While using AI & AI4L represents a significant advancement in creating evidence reviews and provides much-needed transparency on the interventions in question, it is important to be aware of their limitations.
Due to the heuristic nature of AI, an audit may pass without identifying all issues in the document, even after multiple passes.
AI4L's audits are based on an extensive checklist of criteria, and a 100% pass rate indicates that the document has met all the criteria on the checklist.
However, this does not necessarily mean that every claim in the document is medically correct or that there are no issues at all. The checklist may not cover every possible issue, and nuances or complexities in medical information may not be captured by it. Therefore, while a clean audit is a positive indicator, it does not guarantee that the document is free of errors or inaccuracies.
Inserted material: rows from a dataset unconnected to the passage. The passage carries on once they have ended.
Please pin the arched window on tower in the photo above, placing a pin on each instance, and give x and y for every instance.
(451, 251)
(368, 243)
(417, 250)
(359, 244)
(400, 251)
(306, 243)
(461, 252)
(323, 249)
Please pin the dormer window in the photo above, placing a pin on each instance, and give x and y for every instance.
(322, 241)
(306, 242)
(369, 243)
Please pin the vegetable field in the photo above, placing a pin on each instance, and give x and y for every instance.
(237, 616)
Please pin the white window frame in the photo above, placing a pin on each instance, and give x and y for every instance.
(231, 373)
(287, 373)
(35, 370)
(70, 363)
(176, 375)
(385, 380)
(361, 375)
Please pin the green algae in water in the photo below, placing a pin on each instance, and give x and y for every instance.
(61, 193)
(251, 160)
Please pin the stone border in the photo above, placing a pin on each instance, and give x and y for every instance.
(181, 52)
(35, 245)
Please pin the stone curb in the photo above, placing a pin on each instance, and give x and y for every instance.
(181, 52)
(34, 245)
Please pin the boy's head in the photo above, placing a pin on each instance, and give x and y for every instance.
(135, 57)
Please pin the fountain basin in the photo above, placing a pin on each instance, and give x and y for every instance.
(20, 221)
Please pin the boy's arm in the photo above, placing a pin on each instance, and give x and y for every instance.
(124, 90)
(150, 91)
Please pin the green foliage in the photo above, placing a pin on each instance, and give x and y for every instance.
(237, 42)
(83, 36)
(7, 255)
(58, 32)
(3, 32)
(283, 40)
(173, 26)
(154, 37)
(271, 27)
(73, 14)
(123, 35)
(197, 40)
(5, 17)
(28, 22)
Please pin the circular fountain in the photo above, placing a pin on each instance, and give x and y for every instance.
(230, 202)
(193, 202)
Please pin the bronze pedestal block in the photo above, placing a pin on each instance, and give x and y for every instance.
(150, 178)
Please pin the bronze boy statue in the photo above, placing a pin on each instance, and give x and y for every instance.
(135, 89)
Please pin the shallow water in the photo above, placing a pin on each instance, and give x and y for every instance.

When relying on built-in tools of the models, such as web search or fetch, the quality of the reviews and audits can be affected by the availability of these tools and the accessibility of the websites they rely on. This can lead to variability in the quality of the audits and fixes.
We found tremendous variability in the quality of reviews, audits, and fixes across models. This is a critical consideration when using AI4L, as the choice of model can significantly impact the results.
For the experience with individual models see the discussions section and our general findings in Lessons Learned.
AI4L's evidence reviews are designed to support informed decision-making and provide transparency on the interventions in question. However, they are not a substitute for professional medical advice, diagnosis, or treatment. Always seek the advice of your physician or other qualified health provider with any questions you may have regarding a medical condition.